Il y a eu les vies fauchées par des kamikazes dans des bus, des cafés, des restaurants, des boites de nuit. Vous en souvenez-vous ?
Il y a eu la famille Fogel fauchée. Le père, la mère et trois de leurs six enfants, la dernière à peine âgée de trois mois. Vous en souvenez-vous ?
Il y a eu les vies fauchées par des couteaux. Par des haches. Vous en souvenez-vous ?
Il y a eu les vies fauchées par des tirs à bout portant sur des familles revenant d’une pacifique randonnée. Vous en souvenez-vous ?
Il y a eu aussi la vie fauchée de Esther Horgen qui faisait son jogging et dont la tête a été fracassée à coup de pierre. Vous en souvenez-vous ?
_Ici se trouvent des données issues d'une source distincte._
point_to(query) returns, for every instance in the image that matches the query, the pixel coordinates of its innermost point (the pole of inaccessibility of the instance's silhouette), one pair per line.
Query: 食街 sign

Les voitures béliers, les colis piégés, les lynchages, les passages à tabac, les pierres qui s’abattent sur une voiture causant l’avortement prématuré d’une future maman paniquée.
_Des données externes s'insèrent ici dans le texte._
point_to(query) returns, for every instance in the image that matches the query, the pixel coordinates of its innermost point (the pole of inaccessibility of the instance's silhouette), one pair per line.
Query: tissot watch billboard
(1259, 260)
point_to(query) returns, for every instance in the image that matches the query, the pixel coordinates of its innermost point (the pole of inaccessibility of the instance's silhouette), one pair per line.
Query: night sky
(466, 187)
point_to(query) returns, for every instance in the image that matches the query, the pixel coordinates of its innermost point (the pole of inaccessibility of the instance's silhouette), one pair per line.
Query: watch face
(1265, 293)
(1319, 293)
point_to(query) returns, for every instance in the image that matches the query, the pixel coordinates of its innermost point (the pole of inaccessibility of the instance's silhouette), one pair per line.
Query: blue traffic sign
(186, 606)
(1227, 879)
Et les roquettes, les obus de mortiers, dispensés avec minutie mais régularité, histoire de ne jamais faire cesser le supplice des alertes, et le traumatisme continu de nos frères et sœurs du Sud.
La terreur est devenue une composante de notre vie, comme un orage ou une vague de canicule.
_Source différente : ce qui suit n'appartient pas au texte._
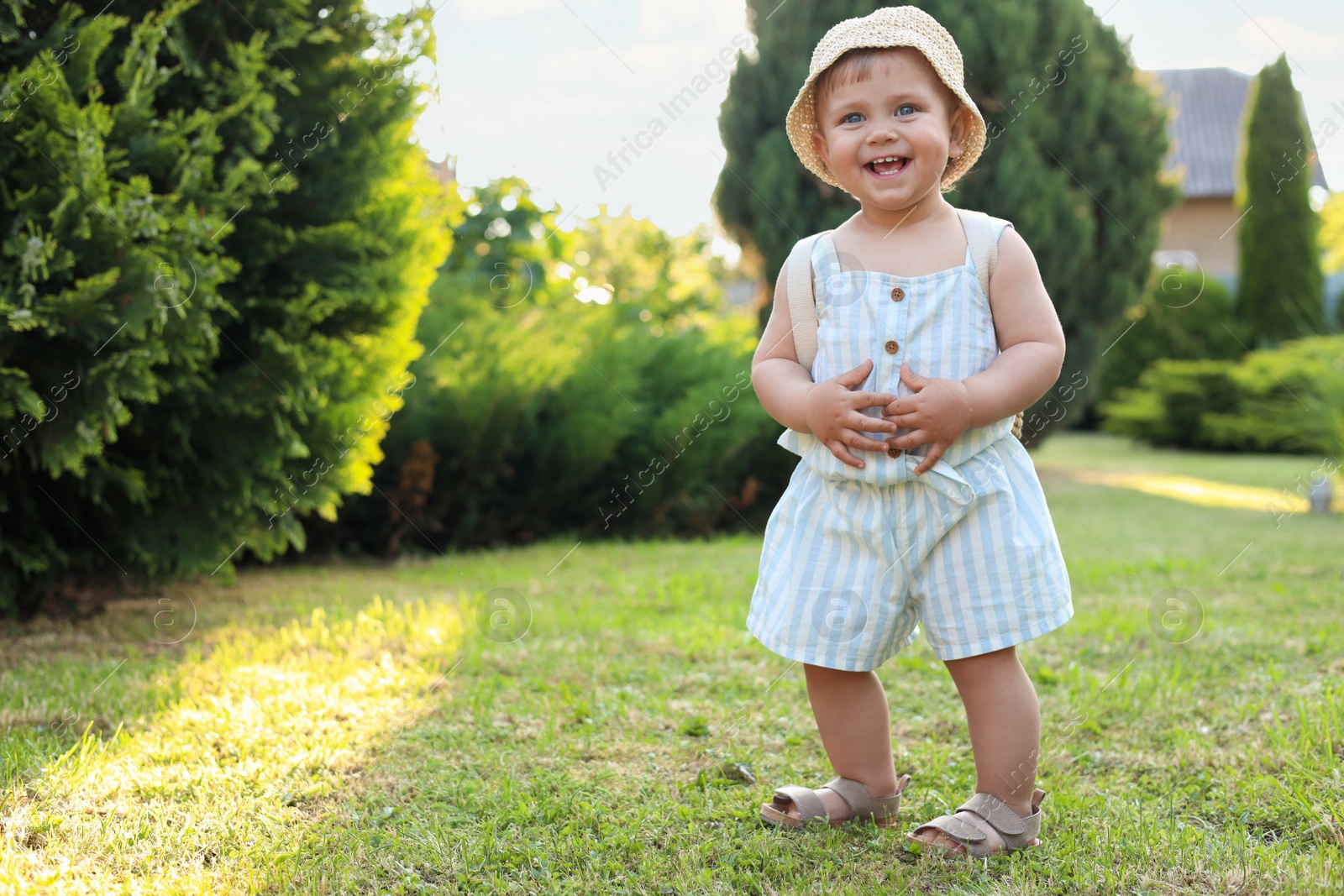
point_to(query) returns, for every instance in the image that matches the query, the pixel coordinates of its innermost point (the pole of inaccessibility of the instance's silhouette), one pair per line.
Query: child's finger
(911, 378)
(869, 399)
(858, 439)
(839, 449)
(858, 375)
(936, 453)
(911, 439)
(857, 421)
Un news sur un site internet, 2 minutes dans un journal télévisé. Plus tard, une déclaration pour nous expliquer que l’armée et la police ont arrêté le monstre en question. Et puis la vie qui continue, qui doit continuer.
Sous prétexte de résilience, nous avons intégré la douleur et la peur. La colère et la tristesse. Nous avons pris « l’habitude » de nous faire assassiner encore et encore. « Pas tous les jours » bien sûr comme me faisait remarquer une amie de Tel Aviv. Non bien sûr pas tous les jours, seulement de temps en temps. Donc pas si grave en fait…
Le nœud s’est resserré peu à peu autour de notre gorge sans que nous y prêtions attention. Pour apaiser l’angoisse, il y avait la start-up nation, les beaux hôtels, le combat « existentiel » pour une soi-disant démocratie en danger, les technologies, les accords d’Abraham.
Le réveil est dur. Tel un accro aux somnifères que l’on oblige à émerger de sa léthargie, nous devons aujourd’hui revenir aux fondamentaux. Nous sommes un micro-pays entouré d’ennemis puissants, organisés, préparés qui n’ont jamais oublié leur ambition de nous jeter à la mer.
Pendant la Shoah, seuls les pessimistes ont sauvé leur vie. Être juif nous oblige à garder l’espoir tout en anticipant. Les preuves ont toujours été là. Il suffit de lire les déclarations que les tyrans barbares publient sans aucun complexe depuis des années.
Nos valeurs humanistes ne doivent pas prendre le dessus sur le devoir que nous avons de défendre la vie de chaque citoyen israélien, et au-delà, de conserver ce pays suffisamment fort afin qu’il représente à jamais une terre d’accueil pour tous les Juifs du monde.